Research Paper Volume 13, Issue 1 pp 1357—1368
miR-18a increases insulin sensitivity by inhibiting PTEN
- 1 Department of Radiation and Medical Oncology, The First Affiliated Hospital of Wenzhou Medical University, Wenzhou 325000, Zhejiang, China
- 2 Department of Orthopedics, The First Affiliated Hospital, Wenzhou Medical University, Wenzhou 325000, Zhejiang, China
Received: April 19, 2020 Accepted: November 3, 2020 Published: December 3, 2020https://doi.org/10.18632/aging.202319
How to Cite
Copyright: © 2020 Zhou et al. This is an open access article distributed under the terms of the Creative Commons Attribution License (CC BY 3.0), which permits unrestricted use, distribution, and reproduction in any medium, provided the original author and source are credited.
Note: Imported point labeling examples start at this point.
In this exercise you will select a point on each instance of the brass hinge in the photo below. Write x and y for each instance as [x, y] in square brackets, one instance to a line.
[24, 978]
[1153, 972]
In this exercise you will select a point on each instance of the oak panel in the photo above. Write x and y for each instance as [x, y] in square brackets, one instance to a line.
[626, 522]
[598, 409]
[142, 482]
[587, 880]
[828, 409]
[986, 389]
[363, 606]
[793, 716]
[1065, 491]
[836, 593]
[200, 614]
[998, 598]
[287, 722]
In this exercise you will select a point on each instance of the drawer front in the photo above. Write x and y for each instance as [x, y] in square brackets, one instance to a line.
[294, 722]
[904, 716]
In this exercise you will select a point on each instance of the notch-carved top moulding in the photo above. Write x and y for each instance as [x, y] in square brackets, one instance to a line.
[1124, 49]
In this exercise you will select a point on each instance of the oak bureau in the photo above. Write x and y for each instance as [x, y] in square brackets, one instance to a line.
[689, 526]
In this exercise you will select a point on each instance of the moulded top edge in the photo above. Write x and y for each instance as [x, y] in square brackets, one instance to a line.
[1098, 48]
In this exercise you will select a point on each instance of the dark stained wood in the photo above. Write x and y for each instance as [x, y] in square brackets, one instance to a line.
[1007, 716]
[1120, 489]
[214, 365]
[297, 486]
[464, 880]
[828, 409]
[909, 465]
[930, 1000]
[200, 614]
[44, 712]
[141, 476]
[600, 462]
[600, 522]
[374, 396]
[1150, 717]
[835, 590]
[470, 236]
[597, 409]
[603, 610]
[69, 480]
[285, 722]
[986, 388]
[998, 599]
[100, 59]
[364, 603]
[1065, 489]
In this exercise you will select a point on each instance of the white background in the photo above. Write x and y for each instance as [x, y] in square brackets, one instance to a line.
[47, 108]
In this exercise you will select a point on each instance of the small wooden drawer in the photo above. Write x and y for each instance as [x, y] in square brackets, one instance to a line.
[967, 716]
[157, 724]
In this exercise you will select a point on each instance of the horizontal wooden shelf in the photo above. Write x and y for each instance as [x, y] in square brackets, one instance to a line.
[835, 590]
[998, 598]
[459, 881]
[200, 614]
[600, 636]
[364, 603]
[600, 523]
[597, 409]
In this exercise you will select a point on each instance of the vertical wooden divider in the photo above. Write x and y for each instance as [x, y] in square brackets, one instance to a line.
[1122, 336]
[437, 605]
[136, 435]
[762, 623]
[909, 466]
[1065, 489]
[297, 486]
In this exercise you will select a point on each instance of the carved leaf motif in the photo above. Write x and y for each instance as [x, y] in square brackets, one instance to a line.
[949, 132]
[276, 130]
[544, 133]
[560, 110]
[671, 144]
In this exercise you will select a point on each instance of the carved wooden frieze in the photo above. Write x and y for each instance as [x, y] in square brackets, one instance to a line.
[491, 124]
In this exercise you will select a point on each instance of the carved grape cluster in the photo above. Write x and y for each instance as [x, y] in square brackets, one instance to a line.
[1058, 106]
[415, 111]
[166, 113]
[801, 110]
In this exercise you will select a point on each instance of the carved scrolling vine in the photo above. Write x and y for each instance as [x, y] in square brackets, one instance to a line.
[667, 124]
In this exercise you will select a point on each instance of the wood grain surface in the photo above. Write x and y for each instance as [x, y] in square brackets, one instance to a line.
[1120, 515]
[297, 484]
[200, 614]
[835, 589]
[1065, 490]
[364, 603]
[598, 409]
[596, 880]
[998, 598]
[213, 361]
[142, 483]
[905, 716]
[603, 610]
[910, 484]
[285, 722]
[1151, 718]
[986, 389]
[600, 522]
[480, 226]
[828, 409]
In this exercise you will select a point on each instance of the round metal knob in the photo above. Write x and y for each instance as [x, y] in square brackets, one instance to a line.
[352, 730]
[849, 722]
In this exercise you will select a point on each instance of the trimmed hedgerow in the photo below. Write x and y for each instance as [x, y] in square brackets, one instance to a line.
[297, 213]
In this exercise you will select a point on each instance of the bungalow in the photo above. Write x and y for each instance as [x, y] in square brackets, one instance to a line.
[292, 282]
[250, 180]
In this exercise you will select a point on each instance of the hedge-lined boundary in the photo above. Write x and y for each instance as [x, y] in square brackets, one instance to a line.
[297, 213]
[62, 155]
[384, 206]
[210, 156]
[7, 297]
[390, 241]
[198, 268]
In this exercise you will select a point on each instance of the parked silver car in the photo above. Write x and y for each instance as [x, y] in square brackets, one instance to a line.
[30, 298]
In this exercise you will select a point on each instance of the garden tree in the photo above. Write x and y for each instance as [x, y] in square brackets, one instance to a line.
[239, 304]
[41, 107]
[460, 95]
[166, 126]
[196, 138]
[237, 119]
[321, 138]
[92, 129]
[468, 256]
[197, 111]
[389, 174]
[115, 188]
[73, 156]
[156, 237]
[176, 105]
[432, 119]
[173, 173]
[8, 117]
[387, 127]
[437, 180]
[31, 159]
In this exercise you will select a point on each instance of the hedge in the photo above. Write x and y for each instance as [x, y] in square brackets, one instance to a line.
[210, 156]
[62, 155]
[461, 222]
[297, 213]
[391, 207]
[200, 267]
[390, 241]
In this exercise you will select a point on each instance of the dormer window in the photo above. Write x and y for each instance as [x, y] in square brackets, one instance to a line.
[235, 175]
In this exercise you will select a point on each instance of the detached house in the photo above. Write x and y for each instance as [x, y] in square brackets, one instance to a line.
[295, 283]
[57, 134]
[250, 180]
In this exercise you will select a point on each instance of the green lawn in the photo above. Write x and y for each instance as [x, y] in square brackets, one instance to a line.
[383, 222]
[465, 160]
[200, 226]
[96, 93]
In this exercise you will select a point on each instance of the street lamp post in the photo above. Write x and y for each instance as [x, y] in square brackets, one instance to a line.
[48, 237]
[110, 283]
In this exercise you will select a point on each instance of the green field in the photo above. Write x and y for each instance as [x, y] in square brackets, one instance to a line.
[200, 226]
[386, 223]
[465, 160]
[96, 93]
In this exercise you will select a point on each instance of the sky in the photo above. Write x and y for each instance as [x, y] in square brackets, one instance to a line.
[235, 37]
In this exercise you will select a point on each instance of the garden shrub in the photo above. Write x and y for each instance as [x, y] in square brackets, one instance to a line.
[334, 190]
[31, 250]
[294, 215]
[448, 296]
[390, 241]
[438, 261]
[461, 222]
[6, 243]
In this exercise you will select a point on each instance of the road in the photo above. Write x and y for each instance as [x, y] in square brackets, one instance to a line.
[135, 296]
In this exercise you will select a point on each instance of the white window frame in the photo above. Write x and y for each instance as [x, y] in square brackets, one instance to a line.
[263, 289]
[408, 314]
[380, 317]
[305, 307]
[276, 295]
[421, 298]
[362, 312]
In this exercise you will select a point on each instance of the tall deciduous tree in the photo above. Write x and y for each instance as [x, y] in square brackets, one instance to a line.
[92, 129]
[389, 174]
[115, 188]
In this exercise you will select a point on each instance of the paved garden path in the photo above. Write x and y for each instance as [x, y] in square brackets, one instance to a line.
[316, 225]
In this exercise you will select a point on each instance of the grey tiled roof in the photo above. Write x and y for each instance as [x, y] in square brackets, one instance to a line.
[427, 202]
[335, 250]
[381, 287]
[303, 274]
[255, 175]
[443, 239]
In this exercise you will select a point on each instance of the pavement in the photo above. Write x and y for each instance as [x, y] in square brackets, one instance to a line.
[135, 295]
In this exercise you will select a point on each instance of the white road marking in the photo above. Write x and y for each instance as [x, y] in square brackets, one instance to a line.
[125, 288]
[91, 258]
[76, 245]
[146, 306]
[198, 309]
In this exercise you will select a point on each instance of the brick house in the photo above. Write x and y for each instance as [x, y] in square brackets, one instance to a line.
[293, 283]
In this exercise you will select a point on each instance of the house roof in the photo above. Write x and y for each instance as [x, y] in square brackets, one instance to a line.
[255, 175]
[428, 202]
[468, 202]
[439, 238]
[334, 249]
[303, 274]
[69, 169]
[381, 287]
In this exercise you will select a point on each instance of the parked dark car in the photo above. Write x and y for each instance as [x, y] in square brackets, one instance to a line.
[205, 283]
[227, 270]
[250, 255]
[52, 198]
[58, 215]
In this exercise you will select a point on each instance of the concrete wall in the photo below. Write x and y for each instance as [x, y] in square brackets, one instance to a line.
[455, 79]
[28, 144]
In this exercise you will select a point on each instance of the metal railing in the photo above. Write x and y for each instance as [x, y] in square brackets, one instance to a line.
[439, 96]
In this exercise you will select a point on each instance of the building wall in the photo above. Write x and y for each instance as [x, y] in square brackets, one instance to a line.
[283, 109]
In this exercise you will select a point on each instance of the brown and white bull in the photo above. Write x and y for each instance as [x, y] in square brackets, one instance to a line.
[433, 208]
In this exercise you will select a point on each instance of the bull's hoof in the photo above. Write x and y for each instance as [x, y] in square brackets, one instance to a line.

The miR-17-92 cluster (miR-17, miR-18a, miR-19a, miR-20a, miR-19b-1 and miR-92a) contributes to the occurrence and development of various diseases by inhibiting multiple target genes. Here, we explored the effects of miR-18a on insulin sensitivity. Quantitative real-time PCR indicated that serum miR-18a levels were lower in type 2 diabetes mellitus patients than in healthy controls, suggesting that miR-18a may influence blood glucose levels. Global overexpression of miR-18a in transgenic mice increased their glucose tolerance and insulin sensitivity, while it reduced expression of the phosphatase and tensin homolog deleted on chromosome ten (PTEN) in their skeletal muscle and adipose tissue. Western blotting indicated that overexpressing miR-18a in 3T3-L1 and C2C12 cells enhanced insulin-stimulated AKT phosphorylation and suppressed PTEN expression, while inhibiting miR-18a had the opposite effects. These results suggest that miR-18a improves insulin sensitivity by downregulating PTEN. This makes miR-18a a potentially useful target for the treatment of diabetes mellitus in the future.